Causes of Male Osteoporosis: Testosterone Deficiency
The most common cause of male osteoporosis is testosterone deficiency, says Mystkowski. "There's a clear consensus that when you're evaluating men with osteoporosis, you always evaluate for testosterone deficiency," he says.
For low-testosterone men, doctors may advise testosterone replacement to build bone mass.
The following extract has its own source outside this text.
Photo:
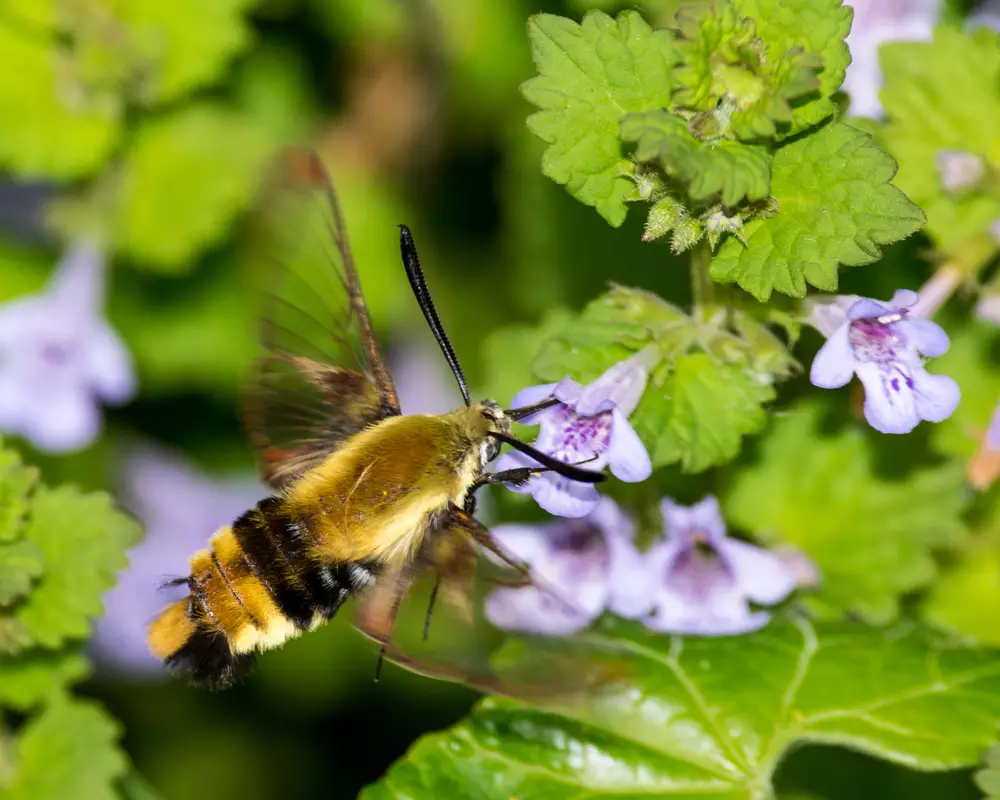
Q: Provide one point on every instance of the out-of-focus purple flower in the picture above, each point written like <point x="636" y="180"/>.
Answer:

The dilemma is that science hasn't yet shown how much of the bone-building benefit is a direct testosterone effect -- or the result of turning testosterone into estrogen. "Probably the bulk of the benefit is the testosterone," Mystkowski says, "but it's important not to minimize the role of testosterone to estrogen conversion."
Men also need a small amount of estrogen, says Mystkowski. Estrogen preserves bone density -- in both men and women. In fact, all men normally convert testosterone to estrogen to build bone mass.
"If you look at men who lack an enzyme to make even small amounts of estrogen because they were genetically born that way," says Mystkowski, "they get osteoporosis. If you give them estrogen, their osteoporosis improves. So even though estrogen doesn't circulate in very high concentrations in men, it's a critical factor for bone health."
Causes of Male Osteoporosis: Low Calcium and Vitamin D
Bones continually grow over your lifetime, in a natural process called remodeling, with old bone cells sloughing off and new bone cells growing in to replace them. But to make new bone, your body needs plenty of calcium and vitamin D.
"It's a giant construction project," says Mystkowski. But without enough calcium and vitamin D, you can't build the scaffolding for new bone and replace bone density solidly with calcium and other minerals.